1) Tell us a little bit about yourself. How did you get into writing?
I started writing songs at the age of 13. When I paralyzed a vocal cord in 2018, I turned to writing short stories to relieve my creative outlet. I also retired early, my husband and I bought a winter home. After a few weeks I knew I needed an outlet or one of us, was not getting through the winter alive.
2) What inspired you to write your book?

An idea hit me regarding the Lord’s Prayer. What if I were to write a short horror story for each line of that prayer? Our Father Who Art, In Heaven became the first story in the book where a boy who loses his dad at a young age, thinks he’s been praying to his father, Art, in Heaven. He ends up with a distant stepfather
who is mean and not good for his mother and decides the man must go. From the first story, to Amen, the last, I loved writing this series.
3) What theme or message do you hope readers will take away from your book?
The Lord’s Prayer Series is about the struggle between good and evil. Even though we were given this prayer to pray, we are inherently sinners. It’s about man’s fragility and how close we are to stepping off the wrong side of honor.
4) What drew you into this particular genre?
I have always been fascinated with horror. You take the scariest thing, you can manipulate it, control it to its end. I love the power in that.
5) If you could sit down with any character in your book, what would you ask them and why?
Each story in this book has some great characters. I’d like to find out why they did what they did. Why they went in the direction they did, and why they couldn’t conquer their shortcomings.
6) What social media site has been the most helpful in developing your readership?
Facebook has helped a lot. Author groups are a wonderful support system, we hold one another up.
7) What advice would you give to aspiring or just starting authors out there?
Don’t give up. If you don’t submit it’s a no. Read, read, read. You learn something new in every book. A phrase, a vision. Something that motivates you to write another story. It is hard to put yourself out there, naked, and exposed but when a publisher says “yes,” it’s so worth it.
8) What does the future hold in store for you? Any new books/projects on the horizon?
The Lord’s Prayer Horror series is coming out in July 2024 from Myth Mart Publishing. I am currently working on a work I call, The Morgan Dollar Series. Morgan silver dollars, were minted from 1878 to 1904.
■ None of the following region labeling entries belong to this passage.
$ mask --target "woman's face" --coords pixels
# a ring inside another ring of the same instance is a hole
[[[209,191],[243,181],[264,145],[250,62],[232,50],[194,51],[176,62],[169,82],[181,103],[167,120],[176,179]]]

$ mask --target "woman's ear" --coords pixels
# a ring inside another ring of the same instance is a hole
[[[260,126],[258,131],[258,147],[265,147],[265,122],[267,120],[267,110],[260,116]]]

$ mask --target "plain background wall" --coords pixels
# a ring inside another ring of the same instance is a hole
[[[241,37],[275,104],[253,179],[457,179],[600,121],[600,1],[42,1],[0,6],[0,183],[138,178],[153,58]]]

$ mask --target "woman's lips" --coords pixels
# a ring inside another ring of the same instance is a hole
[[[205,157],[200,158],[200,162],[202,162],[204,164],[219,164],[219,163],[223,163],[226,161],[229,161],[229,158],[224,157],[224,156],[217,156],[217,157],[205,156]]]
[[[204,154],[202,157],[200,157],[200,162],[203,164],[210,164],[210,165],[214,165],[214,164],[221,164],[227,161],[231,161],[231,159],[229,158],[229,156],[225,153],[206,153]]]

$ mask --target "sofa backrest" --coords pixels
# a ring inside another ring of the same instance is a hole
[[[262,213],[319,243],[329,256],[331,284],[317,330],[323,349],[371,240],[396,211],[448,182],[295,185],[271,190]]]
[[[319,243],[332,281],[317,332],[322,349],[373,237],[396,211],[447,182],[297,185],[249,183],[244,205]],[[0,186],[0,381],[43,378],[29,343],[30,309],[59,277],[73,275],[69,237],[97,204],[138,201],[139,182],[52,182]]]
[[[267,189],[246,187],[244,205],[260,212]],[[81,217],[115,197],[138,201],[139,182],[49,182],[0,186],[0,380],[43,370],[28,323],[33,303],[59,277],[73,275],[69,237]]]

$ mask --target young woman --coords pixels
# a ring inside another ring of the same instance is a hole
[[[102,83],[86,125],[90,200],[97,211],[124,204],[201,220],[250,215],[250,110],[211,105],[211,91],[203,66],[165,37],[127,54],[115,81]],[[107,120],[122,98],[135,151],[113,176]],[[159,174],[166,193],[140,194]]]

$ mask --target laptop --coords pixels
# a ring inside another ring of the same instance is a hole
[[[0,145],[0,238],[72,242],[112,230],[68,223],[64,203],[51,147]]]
I have written a short story for each year about a person whose hands the money passed through. The silver coins either did good or brought out greed in people. I was inspired by my husband showing his coin collection to a neighbor telling her, “Just think, this coin could have been in a cowboy’s pocket.” That inspired me to write where the coins had been, by telling the stories of the owners. I have a handful of stories yet to complete.
Thank you, Anthony, for asking me to interview. Bread Pudding was a fun write. A vampire who is a bit of an agoraphobic germaphobe, was an interesting contradictive character fighting his fears, but enslaved by the creature he has become. I was proud to be the runner-up in that competition.
About the Author

Dawn DeBraal lives in rural Wisconsin with her husband, a stray cat and a rescued dog. She has published over 600 short stories, drabbles, and poems in online ezines and anthologies. She tends to lean toward the horror genre because it makes her life seem so much better! Falling Star Magazine nominated Dawn for the 2019 Pushcart Award; she was Runner-up in the 2022 Horror Story Competition, two-time Author of the Month, nominated 2020,2022,2023 Author of the Year and received Contributor of the Year 2023 Spillwords Magazine, she was named Member of the Month in Issues 103 and 115 in The World of Myth Magazine and Finalist in the Owl Canyon Roost writing contest. Dawn also writes under the pen name Garrison McKnight.